Elaborating, Sarangan said Trosten is in the process of developing a refrigeration system to launch by the end of the year in the UAE and Saudi Arabia. “We are actively searching for suppliers in the UAE and Saudi Arabia, as components sourced regionally seem to have wider acceptance,” he said. However, we will source from the Indian market, if it is cost-effective.” Sarangan said that for a high-value component, like a compressor, Trosten would first choose to procure from markets it has traditionally bought from. But in instances where customers are not particular about the origin-country, Trosten would turn to India for the key component.
N S Chandrasekhar, President, ISHRAE, is pleased with the intense global gaze of the HVACR sector in India. He said that the India HVACR story is about addressing the rapidly shifting requirements of the consumers in the country. He said that HVACR is a demand-driven industry and that it is evolving in terms of making sure the needs of Indian consumers for sustainable and healthy buildings are met. The billion-plus population in India, combined with increasing affordability of air conditioning, rising urbanisation and the impact of heat islands, has created a high demand for air conditioning. “People have disposable income and are willing to spend it on air conditioning to combat the heat,” he said. “Therefore, the demand for air conditioning is expected to continue to grow.” This, he added, has created a strong manufacturing base in the country and fostered lucrative opportunities for business growth.
It is little wonder, then, that many countries with large manufacturing bases are interested in setting up factories in India. “The availability of skilled labour at a nominal cost; cost of living, which is not extremely high, except in the case of a few urban centres, and the high quality of products made in India, are among the benefits of manufacturing in India,” he said. Furthermore, a compelling reason for setting up manufacturing units in India is the one-time cost of setting up a factory, with recurring expenses, in the forms of shipping and logistics, available at a low cost, he said.
And there is more to the India story. “The abundance of raw materials makes India an attractive destination for many foreign manufacturers to set up operations,” he said. “India can supply materials quickly, affordably and at a high level of quality that is on par with other countries. As a result, businesses are likely to choose India as their manufacturing location when all necessary materials and resources are readily available.”

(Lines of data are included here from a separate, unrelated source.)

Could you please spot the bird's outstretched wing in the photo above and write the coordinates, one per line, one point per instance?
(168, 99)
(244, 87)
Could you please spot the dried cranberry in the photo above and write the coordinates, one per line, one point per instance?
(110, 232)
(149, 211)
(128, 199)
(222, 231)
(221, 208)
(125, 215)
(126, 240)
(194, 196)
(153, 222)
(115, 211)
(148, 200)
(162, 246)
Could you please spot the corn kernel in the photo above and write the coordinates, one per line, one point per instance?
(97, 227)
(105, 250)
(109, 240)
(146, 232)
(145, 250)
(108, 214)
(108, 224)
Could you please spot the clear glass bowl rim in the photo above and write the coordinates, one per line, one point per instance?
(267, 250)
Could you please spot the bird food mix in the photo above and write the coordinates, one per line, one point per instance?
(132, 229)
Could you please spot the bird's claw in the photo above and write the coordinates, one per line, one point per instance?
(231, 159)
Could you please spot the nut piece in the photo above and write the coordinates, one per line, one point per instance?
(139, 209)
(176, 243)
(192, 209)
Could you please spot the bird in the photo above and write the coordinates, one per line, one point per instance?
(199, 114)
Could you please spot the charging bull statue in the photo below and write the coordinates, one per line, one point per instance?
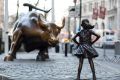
(34, 33)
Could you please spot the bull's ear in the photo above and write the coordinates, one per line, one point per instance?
(39, 19)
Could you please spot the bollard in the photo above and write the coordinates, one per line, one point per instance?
(57, 48)
(66, 51)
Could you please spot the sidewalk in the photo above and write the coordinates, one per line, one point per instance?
(58, 67)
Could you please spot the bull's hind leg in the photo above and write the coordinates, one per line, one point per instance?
(15, 45)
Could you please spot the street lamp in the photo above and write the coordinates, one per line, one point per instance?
(5, 31)
(80, 14)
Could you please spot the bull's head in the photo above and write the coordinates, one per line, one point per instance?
(51, 31)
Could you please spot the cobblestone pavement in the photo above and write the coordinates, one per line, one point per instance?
(58, 67)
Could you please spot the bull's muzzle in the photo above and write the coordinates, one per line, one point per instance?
(53, 41)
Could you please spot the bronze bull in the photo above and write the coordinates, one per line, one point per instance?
(34, 33)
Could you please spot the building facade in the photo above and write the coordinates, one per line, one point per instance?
(109, 20)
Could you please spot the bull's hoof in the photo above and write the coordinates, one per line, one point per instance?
(8, 58)
(40, 58)
(46, 56)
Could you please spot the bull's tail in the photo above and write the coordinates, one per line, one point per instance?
(16, 25)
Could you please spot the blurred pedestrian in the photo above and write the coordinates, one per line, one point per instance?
(85, 49)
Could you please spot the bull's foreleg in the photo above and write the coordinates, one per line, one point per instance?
(15, 45)
(42, 55)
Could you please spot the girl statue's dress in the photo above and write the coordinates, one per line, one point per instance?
(85, 48)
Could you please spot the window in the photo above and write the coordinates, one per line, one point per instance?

Pillai, agreeing with Chandrasekhar, said one of the most significant advantages of sourcing from India is the reduction in costs. “For instance, the cost of the motor will get reduced by 8-10% if the component is supplied from India compared to Turkey or Europe,” he said. “It also leads to reduction in logistics cost.” He also noted that the regulations implemented by the government of India, including the relaxation in customs duty, which in turn reduced the trade barriers, is also increasing the attractiveness of the HVACR industry in India.